Identification of hub genes and construction of the GBP1-module-pathway network

In WGCNA, GS is defined as the correlation between a gene and a phenotype and MM is defined as the measure of importance of a gene in a module according to the formula MM(i) = cor(x i, ME). In this study, a gene with GS > 0.6 and MM > 0.9 was defined as a hub gene among the candidate gene modules. In addition, DEGs that interact with GBP1 were extracted from the STRING database (https://STRING-db.org/). The correlation between the DEGs interacting with GBP1 and hub genes was then explored.

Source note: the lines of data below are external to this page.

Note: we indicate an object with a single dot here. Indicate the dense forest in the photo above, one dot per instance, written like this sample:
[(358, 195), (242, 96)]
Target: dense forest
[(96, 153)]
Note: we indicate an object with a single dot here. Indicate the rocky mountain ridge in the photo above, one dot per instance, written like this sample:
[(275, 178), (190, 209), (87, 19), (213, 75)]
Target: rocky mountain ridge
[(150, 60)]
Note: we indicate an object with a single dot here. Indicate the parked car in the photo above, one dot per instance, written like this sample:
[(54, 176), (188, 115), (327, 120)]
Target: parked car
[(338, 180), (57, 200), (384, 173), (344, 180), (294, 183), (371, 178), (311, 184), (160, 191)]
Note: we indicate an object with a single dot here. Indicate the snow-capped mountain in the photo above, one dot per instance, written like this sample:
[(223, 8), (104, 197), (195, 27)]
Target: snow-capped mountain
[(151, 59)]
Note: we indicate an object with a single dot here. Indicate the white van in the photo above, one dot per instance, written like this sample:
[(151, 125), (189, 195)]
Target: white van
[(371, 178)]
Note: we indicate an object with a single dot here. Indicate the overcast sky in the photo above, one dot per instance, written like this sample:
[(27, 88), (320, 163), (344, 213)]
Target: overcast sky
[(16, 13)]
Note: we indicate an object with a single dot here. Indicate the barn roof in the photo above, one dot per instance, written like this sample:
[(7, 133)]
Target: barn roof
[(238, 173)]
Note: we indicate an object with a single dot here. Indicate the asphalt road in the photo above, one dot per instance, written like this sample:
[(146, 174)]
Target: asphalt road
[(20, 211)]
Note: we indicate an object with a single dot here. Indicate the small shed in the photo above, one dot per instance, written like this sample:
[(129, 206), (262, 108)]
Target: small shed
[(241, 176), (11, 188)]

LASSO model and ROC curve analysis

LASSO has strong predictive value and is considered suitable for selecting the best features for high-dimensional data. We extracted the expression profiles of hub genes to construct the LASSO model for distinguishing TB and healthy samples using the glmnet package. Regression coefficients from LASSO analysis were used to create a model index for each sample to weigh the expression values of selected genes using the following formula: index = ExpGene1*Coef1 + ExpGene2*Coef2 + ExpGene3*Coef3 + …., where “Coef” is the regression coefficient of a gene, derived from the LASSO Cox regression, and “Exp” represents the expression values of the gene. To evaluate the ability of the LASSO model to identify TB, we used the pROC package to perform ROC curve analysis on the test (GSE83456) and validation (GSE42834 and GSE19491) datasets.

All methods were performed in accordance with the relevant guidelines and regulations.